BarHebraeusJessica’s series about the Church of the East reminded me of one of the documents of enduring interest from its history.  It has been put on line by Roger Pearse, to whose efforts anyone interested in the Early Church is much indebted. It is a dialogue between the Nestorian Catholicos, Timothy I (780-823) and the Abbassid Kaliph al-Mahdi.

An interesting document in its own right, it has two other claims on our attention. It is an example of how the two faiths could confront each other without the sword; it is also an example of how to engage in such dialogue.

On another level, for those of us with an interest in Apologetics, it provides an example of Nestorian Apologetics; reading it, I was struck by the way it is based entirely in Scripture; there is no appeal to Tradition.

In 781 the Caliph asked Timothy to engage in a two day debate over the merits of Christianity and how it compared with the rising relgion of Islam. The ‘Defence of Christianity’ which Timothy produced was one which elicited the admiration of the Caliph, and in these darker days, deserves to find wider circulation as an example of both faiths at their best.

The Caliph touches on topics which his co-religionists pick to this day: the Virgin birth; the nature of God; the identity of Christ – and the Trinity.

In response to the usual Muslim accusation that in believeing in Father, Son and Holy Spirit, Christians believed in ‘three Gods’, Mar Timothy denied it:

“The belief in the above three names, consists in the belief in three Persons, and the belief in these three Persons consists in the belief in one God. The belief in the above three names, consists therefore in the belief in one God. We believe in Father, Son and Holy Spirit as one God. So Jesus Christ taught us, and so we have learnt from the revelation of the books of the prophets. As our God-loving King is one King with his word and his spirit, and not three Kings, and as no one is able to distinguish him, his word and his spirit from himself and no one calls him King independently of his word and his spirit, so also God is one God with His Word and His Spirit, and not three Gods, because the Word and the Spirit of God are inseparable from Him. And as the sun with its light and its heat is not called three suns but one sun, so also God with His Word and His Spirit is not three Gods but is and is called one God.”
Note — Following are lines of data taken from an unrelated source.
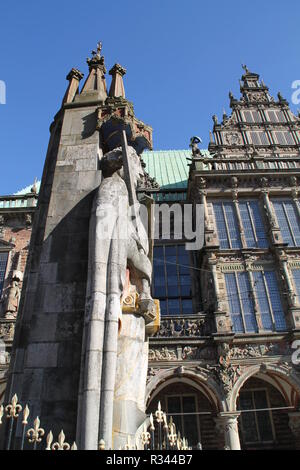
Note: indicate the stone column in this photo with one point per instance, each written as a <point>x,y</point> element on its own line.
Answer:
<point>130,386</point>
<point>228,421</point>
<point>221,315</point>
<point>200,197</point>
<point>255,302</point>
<point>296,201</point>
<point>275,231</point>
<point>238,215</point>
<point>294,424</point>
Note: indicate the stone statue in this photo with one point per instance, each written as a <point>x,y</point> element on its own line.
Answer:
<point>11,302</point>
<point>194,141</point>
<point>114,354</point>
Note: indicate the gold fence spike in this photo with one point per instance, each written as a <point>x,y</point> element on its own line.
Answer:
<point>101,444</point>
<point>159,413</point>
<point>25,415</point>
<point>151,423</point>
<point>1,413</point>
<point>36,433</point>
<point>14,408</point>
<point>49,440</point>
<point>61,444</point>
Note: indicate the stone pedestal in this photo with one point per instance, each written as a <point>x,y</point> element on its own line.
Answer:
<point>130,387</point>
<point>228,422</point>
<point>294,423</point>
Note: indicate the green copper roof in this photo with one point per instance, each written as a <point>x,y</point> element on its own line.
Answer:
<point>27,190</point>
<point>169,167</point>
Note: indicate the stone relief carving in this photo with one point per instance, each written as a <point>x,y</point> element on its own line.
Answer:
<point>233,138</point>
<point>175,328</point>
<point>182,353</point>
<point>7,331</point>
<point>12,299</point>
<point>226,373</point>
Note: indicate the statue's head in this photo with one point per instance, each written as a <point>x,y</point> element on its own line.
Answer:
<point>112,162</point>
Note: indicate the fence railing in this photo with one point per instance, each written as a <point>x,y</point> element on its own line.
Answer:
<point>157,432</point>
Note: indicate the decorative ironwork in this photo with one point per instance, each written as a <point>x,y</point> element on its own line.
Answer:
<point>157,433</point>
<point>36,433</point>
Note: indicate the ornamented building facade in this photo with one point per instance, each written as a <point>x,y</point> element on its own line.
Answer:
<point>220,363</point>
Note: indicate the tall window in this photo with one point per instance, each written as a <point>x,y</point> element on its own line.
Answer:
<point>172,279</point>
<point>256,426</point>
<point>296,276</point>
<point>227,225</point>
<point>253,225</point>
<point>241,301</point>
<point>284,138</point>
<point>267,293</point>
<point>288,221</point>
<point>182,408</point>
<point>259,138</point>
<point>3,263</point>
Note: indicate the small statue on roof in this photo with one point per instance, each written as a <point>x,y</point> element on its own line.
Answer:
<point>97,53</point>
<point>194,141</point>
<point>245,68</point>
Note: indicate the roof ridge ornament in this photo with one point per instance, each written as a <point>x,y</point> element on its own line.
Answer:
<point>97,58</point>
<point>245,68</point>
His defence for this lay in the Psalms, the words of the Prophets and the words of the Evangelists.

Respectful of Mohammed, Mar Timothy is firm in telling the Caliph that there in no Scriptural warrant for him:

“If he were mentioned in the Gospel, this mention would have been marked by a distinct portraiture characterising his coming, his name, his mother, and his people as the true portraiture of the coming of Jesus Christ is found in the Torah and in the prophets. Since nothing resembling this is found in the Gospel concerning Muhammad, it is evident that there is no mention of him in it at all, and that is the reason why I have not received a single testimony from the Gospel about him.”

Jessica wants to say something on this discourse, but I thought it might help to place it in context. The whole piece is well worth studying.